The gross findings were similar to the previous published data.1, 2, 13 Sectioning of the masses demonstrated dramatic amount of edema and abundant mature adipose tissue separated by thick, edematous fibrous septae, a finding reported by others.1, 2, 9 We also noted a unique pattern of dystrophic calcification in seven of our cases that somewhat mimicked hyperchromatic, atypical nuclei that may lead to a misdiagnosis of atypical lipomatous tumor/well-differentiated liposarcoma. In these cases, a von Kossa stain was helpful in highlighting the calcifications. One case was misdiagnosed as suspicious for liposarcoma. Others have noted a similar propensity for misdiagnoses as atypical lipomatous tumor/well-differentiated liposarcoma.1, 2 Helpful diagnostic clues include the history of morbid obesity and prominent skin changes characteristic of massive localized lymphedema, findings not described in atypical lipomatous tumor/well-differentiated liposarcoma. The other differential diagnoses can include desmoid-type fibromatosis, lipomatosis, angiomatosis, lymphangiomatosis, angiosarcoma, angiomyoma, lipoma, and lipomatosis.1, 2, 8 However, careful attention to the clinical history and prototypic histomorphology will facilitate prompt recognition and avoid major mishaps.

The initial step of chronic lymphedema management in obese patients is conservative, including weight reduction, physical therapy, comprehensive garments, intensive bandaging, lymphatic massage service, and good skin hygiene;14 referral to a bariatric weight loss center should also be considered.
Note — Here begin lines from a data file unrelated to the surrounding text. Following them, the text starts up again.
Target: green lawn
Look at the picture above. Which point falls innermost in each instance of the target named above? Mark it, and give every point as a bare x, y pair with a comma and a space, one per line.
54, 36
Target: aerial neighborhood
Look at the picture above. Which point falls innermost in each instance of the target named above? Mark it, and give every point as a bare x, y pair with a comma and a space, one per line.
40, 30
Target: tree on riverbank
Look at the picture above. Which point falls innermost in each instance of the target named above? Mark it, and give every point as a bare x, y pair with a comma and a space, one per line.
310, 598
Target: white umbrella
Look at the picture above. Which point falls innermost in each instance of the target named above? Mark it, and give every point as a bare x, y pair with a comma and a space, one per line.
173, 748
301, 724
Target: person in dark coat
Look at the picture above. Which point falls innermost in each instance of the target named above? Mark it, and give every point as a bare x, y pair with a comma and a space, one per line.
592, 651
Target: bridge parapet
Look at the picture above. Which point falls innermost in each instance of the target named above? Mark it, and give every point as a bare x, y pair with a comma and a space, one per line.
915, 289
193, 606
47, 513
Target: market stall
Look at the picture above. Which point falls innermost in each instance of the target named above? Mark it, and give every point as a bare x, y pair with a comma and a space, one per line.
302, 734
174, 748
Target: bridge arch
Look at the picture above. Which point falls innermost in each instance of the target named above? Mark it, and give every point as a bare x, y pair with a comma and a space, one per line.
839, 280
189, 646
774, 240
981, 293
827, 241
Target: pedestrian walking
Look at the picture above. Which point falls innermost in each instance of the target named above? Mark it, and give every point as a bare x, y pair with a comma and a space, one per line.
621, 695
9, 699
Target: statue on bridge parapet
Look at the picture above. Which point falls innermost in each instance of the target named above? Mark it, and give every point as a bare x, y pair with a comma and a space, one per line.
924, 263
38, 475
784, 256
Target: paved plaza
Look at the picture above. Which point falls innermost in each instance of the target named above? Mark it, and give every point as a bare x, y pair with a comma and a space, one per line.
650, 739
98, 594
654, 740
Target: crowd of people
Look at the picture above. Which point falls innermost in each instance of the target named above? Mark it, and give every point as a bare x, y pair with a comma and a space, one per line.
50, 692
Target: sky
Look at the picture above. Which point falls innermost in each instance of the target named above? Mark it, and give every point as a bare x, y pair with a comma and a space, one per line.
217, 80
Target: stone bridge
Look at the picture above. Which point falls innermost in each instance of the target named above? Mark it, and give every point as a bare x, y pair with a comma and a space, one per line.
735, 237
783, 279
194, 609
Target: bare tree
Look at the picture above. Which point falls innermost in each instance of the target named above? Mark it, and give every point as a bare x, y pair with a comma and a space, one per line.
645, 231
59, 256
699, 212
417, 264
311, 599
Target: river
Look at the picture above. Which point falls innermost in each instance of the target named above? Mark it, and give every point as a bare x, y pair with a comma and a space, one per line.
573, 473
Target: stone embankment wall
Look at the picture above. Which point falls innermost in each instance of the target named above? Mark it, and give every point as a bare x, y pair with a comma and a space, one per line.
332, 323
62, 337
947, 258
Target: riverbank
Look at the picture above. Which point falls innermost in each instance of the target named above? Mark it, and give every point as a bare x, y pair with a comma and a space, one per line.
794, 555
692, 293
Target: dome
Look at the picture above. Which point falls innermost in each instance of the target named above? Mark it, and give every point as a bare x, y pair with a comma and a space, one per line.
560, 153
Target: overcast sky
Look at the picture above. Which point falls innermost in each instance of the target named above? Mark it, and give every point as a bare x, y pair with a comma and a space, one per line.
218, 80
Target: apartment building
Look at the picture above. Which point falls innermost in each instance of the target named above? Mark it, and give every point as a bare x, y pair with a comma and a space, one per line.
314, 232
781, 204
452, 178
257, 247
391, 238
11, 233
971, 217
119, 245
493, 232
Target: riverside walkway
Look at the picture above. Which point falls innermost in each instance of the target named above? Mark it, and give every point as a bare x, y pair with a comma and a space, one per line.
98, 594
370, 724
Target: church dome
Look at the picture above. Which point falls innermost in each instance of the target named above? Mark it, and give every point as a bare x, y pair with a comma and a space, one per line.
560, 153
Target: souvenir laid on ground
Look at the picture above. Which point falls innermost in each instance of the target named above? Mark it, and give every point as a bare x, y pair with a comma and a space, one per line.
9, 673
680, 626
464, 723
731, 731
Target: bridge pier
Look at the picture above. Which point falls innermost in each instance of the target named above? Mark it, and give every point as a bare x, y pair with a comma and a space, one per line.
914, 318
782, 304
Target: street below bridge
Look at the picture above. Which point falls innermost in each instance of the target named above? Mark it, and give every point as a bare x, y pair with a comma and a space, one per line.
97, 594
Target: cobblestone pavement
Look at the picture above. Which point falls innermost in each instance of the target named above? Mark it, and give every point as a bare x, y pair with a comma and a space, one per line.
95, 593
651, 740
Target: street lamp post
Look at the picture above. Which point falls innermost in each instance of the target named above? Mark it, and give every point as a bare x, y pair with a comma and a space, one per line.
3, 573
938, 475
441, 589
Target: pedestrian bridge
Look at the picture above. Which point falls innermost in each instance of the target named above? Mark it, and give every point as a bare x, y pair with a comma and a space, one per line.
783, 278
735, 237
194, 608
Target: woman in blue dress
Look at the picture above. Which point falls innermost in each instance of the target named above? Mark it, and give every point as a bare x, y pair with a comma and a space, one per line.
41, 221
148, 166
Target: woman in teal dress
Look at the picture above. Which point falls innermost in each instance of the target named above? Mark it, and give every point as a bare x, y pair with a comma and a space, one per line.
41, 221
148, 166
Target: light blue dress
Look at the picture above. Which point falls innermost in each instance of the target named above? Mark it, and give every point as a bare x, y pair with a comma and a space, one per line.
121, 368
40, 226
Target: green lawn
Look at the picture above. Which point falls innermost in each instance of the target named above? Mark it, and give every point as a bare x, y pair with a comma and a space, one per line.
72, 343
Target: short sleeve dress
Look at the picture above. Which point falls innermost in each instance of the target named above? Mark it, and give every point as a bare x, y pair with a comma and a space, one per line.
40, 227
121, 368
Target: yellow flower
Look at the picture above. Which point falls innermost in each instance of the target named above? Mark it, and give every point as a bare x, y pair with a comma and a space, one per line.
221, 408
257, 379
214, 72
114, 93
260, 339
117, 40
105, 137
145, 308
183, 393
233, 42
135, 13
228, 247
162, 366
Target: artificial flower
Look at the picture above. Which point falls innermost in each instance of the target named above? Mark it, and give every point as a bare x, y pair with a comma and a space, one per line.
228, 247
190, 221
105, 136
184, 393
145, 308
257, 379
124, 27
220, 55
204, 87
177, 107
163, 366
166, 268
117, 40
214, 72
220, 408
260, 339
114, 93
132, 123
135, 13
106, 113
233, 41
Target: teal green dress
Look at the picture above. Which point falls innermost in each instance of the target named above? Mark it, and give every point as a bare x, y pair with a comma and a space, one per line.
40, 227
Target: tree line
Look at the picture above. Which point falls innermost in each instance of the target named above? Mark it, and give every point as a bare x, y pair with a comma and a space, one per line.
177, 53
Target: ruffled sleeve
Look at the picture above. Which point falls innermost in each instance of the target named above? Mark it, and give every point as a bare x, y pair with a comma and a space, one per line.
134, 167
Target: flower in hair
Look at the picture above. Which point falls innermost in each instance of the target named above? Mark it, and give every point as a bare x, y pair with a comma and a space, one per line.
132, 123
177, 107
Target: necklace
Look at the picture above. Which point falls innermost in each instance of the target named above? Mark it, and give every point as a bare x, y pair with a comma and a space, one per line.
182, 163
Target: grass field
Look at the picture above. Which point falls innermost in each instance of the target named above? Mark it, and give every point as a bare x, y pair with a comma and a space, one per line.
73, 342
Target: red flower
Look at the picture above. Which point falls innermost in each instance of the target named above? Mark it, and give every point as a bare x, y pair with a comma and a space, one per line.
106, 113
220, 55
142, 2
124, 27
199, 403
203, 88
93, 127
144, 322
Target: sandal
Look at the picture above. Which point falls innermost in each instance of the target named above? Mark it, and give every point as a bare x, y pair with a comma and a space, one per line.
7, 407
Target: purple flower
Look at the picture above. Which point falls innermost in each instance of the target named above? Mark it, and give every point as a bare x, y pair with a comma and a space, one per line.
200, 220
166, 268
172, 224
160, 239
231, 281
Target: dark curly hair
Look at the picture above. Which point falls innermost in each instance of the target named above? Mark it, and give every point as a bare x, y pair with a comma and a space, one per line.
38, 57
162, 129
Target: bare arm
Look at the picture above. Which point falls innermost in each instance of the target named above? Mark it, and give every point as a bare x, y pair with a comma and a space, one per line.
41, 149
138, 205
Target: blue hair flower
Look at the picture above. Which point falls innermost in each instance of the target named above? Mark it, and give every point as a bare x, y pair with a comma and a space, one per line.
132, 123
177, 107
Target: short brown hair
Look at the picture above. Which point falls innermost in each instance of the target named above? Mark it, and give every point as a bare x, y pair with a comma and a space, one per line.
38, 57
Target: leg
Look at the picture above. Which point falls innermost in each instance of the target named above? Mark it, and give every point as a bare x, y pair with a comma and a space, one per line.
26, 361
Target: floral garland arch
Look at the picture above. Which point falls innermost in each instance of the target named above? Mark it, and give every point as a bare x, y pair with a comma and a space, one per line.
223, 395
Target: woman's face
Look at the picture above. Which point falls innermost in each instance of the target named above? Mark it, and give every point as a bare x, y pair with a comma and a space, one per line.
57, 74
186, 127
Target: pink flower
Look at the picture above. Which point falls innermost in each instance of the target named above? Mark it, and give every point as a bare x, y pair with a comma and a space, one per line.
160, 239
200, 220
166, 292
However, in the treatment of massive localized lymphedema, surgery is the standard treatment in order to restore mobility, prevent recurrent infections, and confirm the diagnosis.13

The clinical course of massive localized lymphedema is mostly benign, marked by recurrence or persistence and occasional mortality from other comorbid risk factors.1, 13 However, there are sentinel reports of transformation of massive localized lymphedema to angiosarcoma, but these are exceptionally rare events.28, 29, 30

In summary, we report that massive localized lymphedema is a benign, reactive, superficial pseudoneoplastic lesion seen mostly in morbidly obese patients and most commonly involving the thigh, similar to others.1, 2 Unique to this study is the tendency for multiplicity, a novel case of involvement of perianal region, and a peculiar pattern of dystrophic calcifications that can lead to a misdiagnosis of atypical lipomatous lesions/well-differentiated liposarcomas. In these cases, a von Kossa special stain can be reassuring. While the etiology of massive localized lymphedema in obese patients seems to be multifactorial, we suggest that obesity itself and the related metabolic syndrome are the main factors in the development of massive localized lymphedema.